Tuesday saw a further decline in naira exchange rates across all forex markets as the central bank remained unmoved by the two-week decline in the value of the local currency. During the formal timeframe for qualified FX demand, the exchange rate deteriorated.
Simultaneous demand pressure was also observed in the unofficial currency market. Even if the value of the naira has declined further in both markets recently, it seems that this has almost brought the markets together.
The official Nigerian autonomous foreign exchange market saw a 0.03% decline in the value of the naira versus the US dollar, with the currency ending at ₦1,509.45. This information is based on FMDQ spot FX rate data. The naira finished at N1,508 per US dollar on the parallel market as a result of growing demand for covert transactions.
Last week, the NAFEM rate traded within the range of N1,401- N1,577, closing at N1,505.3 in the spot market on Friday. MarketForces Africa reported that the exchange rate weakened by -1.3%, or N19.80 kobo amidst the FX liquidity crisis at the weekend.
The exchange rate movement, however, narrowed the gap between the NAFEM and the parallel market rate to less than N2 on the US dollar. According to data from FMDQ, the total volume of US dollars in the official window increased by +57.8%, or USD378.4 million, to close at USD1 billion on Friday.
In its market note, Coronation Research said the NAFEM window recorded an inflow of USD 336.4 million last week. However, there was no inflow from the CBN for the third consecutive week.

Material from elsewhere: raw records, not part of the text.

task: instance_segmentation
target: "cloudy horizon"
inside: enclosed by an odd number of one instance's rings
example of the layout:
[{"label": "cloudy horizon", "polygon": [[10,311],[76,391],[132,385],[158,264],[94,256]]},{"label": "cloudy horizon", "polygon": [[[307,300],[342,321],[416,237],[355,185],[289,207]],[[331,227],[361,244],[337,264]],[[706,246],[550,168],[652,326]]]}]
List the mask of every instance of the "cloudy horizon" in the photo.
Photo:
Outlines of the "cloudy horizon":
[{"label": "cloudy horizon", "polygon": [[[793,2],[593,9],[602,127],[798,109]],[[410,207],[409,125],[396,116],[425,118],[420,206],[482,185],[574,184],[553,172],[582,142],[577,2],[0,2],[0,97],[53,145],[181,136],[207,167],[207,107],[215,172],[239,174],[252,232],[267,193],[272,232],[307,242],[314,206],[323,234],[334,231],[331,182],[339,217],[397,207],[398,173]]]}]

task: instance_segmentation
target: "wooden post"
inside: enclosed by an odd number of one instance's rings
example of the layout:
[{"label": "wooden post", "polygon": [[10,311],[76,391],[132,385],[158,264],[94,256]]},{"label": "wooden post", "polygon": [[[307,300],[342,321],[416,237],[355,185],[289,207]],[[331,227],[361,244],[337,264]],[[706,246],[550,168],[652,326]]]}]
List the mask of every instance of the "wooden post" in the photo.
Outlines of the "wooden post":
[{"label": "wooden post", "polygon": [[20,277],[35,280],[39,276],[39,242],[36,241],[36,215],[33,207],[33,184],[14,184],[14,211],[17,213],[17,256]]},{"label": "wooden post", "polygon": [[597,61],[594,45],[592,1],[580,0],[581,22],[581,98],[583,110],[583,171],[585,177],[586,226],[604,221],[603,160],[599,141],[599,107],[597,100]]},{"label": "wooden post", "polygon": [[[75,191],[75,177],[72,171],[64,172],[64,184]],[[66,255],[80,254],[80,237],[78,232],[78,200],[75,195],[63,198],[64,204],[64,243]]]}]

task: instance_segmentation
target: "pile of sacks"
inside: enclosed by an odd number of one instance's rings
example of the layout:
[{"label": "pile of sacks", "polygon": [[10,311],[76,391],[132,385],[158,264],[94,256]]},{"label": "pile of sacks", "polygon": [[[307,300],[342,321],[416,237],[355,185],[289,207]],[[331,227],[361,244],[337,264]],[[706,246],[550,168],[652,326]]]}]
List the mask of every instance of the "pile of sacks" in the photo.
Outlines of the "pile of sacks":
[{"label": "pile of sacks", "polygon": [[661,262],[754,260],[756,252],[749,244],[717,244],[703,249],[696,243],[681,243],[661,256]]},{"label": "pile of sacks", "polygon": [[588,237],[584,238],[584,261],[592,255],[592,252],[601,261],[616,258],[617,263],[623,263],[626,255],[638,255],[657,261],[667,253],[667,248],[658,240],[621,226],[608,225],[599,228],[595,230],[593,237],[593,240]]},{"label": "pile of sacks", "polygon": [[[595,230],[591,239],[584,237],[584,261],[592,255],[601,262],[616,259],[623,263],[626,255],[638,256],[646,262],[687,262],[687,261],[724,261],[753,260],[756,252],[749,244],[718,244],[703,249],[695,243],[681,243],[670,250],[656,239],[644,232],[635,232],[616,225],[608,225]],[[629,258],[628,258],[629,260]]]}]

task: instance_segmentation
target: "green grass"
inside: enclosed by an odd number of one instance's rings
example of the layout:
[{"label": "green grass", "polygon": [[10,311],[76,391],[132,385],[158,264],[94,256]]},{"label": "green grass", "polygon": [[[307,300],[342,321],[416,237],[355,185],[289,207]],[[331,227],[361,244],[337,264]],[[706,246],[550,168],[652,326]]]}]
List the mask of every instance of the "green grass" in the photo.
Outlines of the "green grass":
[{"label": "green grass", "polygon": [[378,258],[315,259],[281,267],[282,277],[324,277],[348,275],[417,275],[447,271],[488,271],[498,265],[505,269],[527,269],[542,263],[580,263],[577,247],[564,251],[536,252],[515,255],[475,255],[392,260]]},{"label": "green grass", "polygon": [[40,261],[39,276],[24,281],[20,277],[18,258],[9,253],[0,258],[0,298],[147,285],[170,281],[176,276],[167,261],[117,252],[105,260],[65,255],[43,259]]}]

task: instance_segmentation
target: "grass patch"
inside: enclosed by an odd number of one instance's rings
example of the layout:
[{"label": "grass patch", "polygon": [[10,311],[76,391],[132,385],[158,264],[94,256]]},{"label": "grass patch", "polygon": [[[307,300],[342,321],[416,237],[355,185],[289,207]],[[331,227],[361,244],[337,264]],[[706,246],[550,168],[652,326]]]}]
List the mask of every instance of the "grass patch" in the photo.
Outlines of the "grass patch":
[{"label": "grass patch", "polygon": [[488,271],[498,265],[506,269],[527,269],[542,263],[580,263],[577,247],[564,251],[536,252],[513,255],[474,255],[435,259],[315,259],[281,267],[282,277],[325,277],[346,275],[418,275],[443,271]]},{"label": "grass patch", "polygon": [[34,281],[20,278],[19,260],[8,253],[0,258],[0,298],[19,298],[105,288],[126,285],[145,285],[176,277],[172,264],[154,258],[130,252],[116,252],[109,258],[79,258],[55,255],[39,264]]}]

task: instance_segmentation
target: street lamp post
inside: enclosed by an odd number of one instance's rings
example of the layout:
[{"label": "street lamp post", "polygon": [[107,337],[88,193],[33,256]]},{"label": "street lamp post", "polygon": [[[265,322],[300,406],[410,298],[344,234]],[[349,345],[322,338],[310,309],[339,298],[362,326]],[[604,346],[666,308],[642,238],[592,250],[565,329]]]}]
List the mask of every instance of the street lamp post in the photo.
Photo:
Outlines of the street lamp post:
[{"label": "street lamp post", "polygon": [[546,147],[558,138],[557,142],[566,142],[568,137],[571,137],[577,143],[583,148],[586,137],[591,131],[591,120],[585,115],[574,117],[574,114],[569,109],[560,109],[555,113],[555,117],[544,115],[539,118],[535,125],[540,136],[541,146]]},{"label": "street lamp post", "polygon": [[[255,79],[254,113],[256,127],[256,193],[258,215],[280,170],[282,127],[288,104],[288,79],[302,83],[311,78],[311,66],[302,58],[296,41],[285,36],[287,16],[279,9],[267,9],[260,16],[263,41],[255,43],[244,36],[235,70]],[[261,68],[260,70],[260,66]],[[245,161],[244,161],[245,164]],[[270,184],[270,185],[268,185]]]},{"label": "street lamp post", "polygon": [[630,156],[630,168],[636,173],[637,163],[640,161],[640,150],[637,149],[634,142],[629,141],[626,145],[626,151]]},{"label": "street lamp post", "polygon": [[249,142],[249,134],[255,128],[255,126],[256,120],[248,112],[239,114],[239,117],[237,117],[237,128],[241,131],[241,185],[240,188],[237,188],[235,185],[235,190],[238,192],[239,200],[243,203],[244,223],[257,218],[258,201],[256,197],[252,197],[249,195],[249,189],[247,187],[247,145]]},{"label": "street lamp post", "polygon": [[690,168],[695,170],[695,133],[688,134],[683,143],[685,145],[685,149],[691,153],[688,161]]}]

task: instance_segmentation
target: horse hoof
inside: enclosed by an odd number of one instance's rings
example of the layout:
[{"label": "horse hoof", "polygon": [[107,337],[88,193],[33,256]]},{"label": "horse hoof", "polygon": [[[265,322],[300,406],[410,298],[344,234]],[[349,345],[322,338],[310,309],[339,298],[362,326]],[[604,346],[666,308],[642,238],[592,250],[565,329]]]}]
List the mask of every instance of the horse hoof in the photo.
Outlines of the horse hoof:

The firm said foreign portfolio investors (FPIs) accounted for 17.3% of US dollar volume, non-bank corporates contributed 36.5% to the FX supply in addition to 39% US dollar volume from exporters, while others FX sources accounted for 7.3%.
External reserves continue to climb amidst rising crude oil prices in the global commodity market. Today, oil prices increased again. Brent crude rose by 0.26% to $86.82 per barrel, and WTI crude advanced by 0.15% to reach $83.50 per barrel.